Given our local context, this course will explore myriad experiences among the Asian diaspora through poetry, poetics, and literature. During the span of six weeks, you will complete five writing projects. Writing projects will vary in genre, ranging from letter-writing (epistolary poetics) to essays to curatorial statements to various forms of poetry itself. While most writing projects will be submitted individually, you will have the support of a writing community: each of you will participate in writing groups by sharing your writing, responding to your peers’ writing, and presenting your writing among 2-3 other students.
We will approach such projects creatively, critically, and tactically, engaging primary sources whenever possible. Contemporary scholarship from Asian American Studies, Ethnic Studies, and Black Feminist studies will provide our theoretical inroads that may help us to intensify our examination of Asian Diasporic poetry.
Course evaluation is labor-based, which means grades are contingent upon your effort and commitment to a writing process and not based on our assessment of your writing products. We welcome all persons to our course with one caveat to prospective students: this is a writing-intensive course that will require more time and energy than conventional R1As.

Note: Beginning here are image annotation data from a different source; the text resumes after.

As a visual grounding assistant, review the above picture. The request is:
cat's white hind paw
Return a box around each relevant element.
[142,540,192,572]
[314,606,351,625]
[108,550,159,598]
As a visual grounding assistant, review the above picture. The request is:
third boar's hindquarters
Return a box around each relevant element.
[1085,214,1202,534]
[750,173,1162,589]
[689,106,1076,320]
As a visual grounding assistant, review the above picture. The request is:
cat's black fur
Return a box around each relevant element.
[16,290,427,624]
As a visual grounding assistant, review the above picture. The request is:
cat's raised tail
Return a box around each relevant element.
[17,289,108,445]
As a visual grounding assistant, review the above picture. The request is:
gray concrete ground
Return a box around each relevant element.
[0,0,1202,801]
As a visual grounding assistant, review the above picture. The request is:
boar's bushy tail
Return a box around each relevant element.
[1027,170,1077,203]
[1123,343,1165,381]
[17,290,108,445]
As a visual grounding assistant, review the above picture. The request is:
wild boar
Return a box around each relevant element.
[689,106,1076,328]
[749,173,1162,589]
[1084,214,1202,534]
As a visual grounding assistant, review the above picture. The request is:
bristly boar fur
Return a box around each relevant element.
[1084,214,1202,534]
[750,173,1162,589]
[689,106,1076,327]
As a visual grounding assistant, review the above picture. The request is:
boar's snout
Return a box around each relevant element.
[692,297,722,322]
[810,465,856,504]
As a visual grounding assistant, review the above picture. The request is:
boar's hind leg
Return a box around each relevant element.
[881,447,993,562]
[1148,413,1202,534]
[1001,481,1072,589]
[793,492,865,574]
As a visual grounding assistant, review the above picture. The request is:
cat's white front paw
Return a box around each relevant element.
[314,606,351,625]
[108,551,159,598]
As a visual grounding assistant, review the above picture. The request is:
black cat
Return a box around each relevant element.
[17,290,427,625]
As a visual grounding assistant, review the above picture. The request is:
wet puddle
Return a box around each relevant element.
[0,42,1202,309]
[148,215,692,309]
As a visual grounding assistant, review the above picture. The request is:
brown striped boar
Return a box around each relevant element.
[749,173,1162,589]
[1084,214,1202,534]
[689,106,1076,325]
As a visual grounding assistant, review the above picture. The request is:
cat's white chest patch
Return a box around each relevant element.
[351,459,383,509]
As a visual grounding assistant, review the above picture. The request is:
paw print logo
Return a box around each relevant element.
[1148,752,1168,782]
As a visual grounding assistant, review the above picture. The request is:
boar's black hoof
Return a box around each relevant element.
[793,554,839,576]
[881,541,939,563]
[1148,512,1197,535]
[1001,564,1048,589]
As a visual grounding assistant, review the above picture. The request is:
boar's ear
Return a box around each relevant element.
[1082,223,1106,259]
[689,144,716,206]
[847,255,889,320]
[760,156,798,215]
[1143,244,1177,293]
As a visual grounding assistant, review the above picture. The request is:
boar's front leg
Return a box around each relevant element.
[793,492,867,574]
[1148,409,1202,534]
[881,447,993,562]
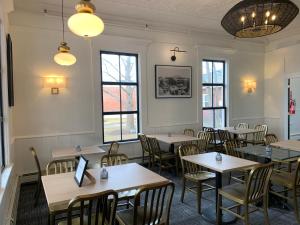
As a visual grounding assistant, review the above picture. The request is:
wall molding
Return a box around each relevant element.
[13,131,97,141]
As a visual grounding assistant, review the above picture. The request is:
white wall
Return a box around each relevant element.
[10,12,264,174]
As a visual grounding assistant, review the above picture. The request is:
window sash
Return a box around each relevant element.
[100,51,140,143]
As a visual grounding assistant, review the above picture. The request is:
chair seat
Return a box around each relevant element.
[219,183,246,204]
[116,207,164,225]
[271,172,295,189]
[184,171,216,181]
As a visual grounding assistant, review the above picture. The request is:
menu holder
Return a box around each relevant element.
[74,155,96,187]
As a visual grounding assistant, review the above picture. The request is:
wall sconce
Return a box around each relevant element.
[245,80,256,94]
[170,47,186,62]
[43,75,67,95]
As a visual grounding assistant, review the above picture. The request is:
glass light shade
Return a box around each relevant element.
[68,12,104,37]
[54,52,76,66]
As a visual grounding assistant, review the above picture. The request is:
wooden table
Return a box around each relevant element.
[183,152,258,224]
[42,163,168,214]
[270,140,300,152]
[52,145,105,160]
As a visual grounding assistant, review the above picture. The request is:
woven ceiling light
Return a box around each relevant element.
[221,0,299,38]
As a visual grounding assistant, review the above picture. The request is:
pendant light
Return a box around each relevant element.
[54,0,76,66]
[68,0,104,37]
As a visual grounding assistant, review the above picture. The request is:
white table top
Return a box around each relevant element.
[42,163,168,211]
[220,127,260,134]
[147,134,199,144]
[52,145,105,159]
[270,140,300,151]
[183,152,258,173]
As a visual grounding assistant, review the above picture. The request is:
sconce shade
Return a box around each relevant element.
[43,76,67,88]
[54,42,76,66]
[68,0,104,37]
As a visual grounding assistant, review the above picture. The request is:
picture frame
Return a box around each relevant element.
[155,65,192,98]
[6,34,15,107]
[74,155,88,187]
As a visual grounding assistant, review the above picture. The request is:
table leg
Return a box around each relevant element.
[202,172,236,225]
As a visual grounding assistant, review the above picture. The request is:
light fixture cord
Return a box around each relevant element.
[61,0,65,42]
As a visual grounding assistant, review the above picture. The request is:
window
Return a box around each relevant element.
[202,60,226,128]
[100,51,139,143]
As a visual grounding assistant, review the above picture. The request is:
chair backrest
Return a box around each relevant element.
[101,153,128,167]
[133,181,175,225]
[67,190,118,225]
[183,128,195,137]
[265,134,278,145]
[178,144,204,174]
[46,159,77,175]
[245,163,273,203]
[218,130,231,144]
[147,137,161,157]
[108,141,119,154]
[236,123,249,140]
[29,147,42,178]
[224,140,243,158]
[138,134,150,153]
[253,124,268,141]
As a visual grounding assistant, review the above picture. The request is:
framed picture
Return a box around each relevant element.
[155,65,192,98]
[6,34,14,107]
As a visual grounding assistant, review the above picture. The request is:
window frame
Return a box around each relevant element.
[100,50,140,144]
[201,59,227,128]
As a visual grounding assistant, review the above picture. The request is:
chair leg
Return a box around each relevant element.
[197,182,202,214]
[180,177,186,203]
[244,205,250,225]
[216,194,222,225]
[294,190,300,224]
[263,193,270,225]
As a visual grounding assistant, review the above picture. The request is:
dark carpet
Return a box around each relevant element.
[17,168,297,225]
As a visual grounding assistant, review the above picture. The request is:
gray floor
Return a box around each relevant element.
[17,168,297,225]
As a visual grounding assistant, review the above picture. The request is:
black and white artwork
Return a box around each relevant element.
[155,65,192,98]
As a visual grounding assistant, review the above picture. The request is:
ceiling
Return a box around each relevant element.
[14,0,300,41]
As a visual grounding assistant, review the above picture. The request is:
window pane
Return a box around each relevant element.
[121,85,137,111]
[213,62,224,84]
[101,54,120,82]
[120,55,137,82]
[203,110,214,127]
[102,85,120,112]
[202,61,212,83]
[202,86,212,107]
[122,114,138,140]
[215,109,225,128]
[103,115,121,142]
[214,86,223,107]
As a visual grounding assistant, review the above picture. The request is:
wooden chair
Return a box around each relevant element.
[247,124,268,145]
[58,190,118,225]
[46,159,77,175]
[183,128,195,137]
[116,182,175,225]
[224,140,251,184]
[101,153,137,208]
[264,134,278,146]
[147,137,178,174]
[179,145,215,214]
[217,164,273,225]
[236,123,249,145]
[29,147,43,207]
[107,141,120,155]
[270,159,300,224]
[138,134,153,168]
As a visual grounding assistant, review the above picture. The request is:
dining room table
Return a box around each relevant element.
[42,163,169,225]
[52,145,106,160]
[182,152,258,225]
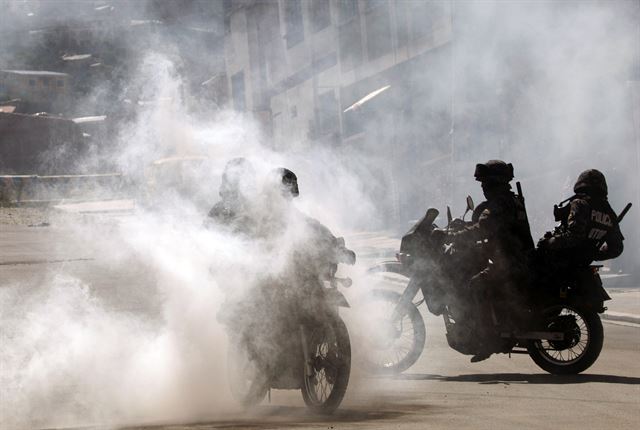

Course Learning Objectives:
1. To cultivate a writing practice that centers on self-directed inquiry, experimentation, imitation, discovery, and collaboration.2. To develop a slow-reading practice by examining both historical and emerging scholarship across the fields of Asian American/Asian Diaspora Studies, ethnic studies, and poetics.
3. To advance, complicate, and enhance a research question in writing a 2000-word essay by engaging with primary sources in the fields of Asian American studies.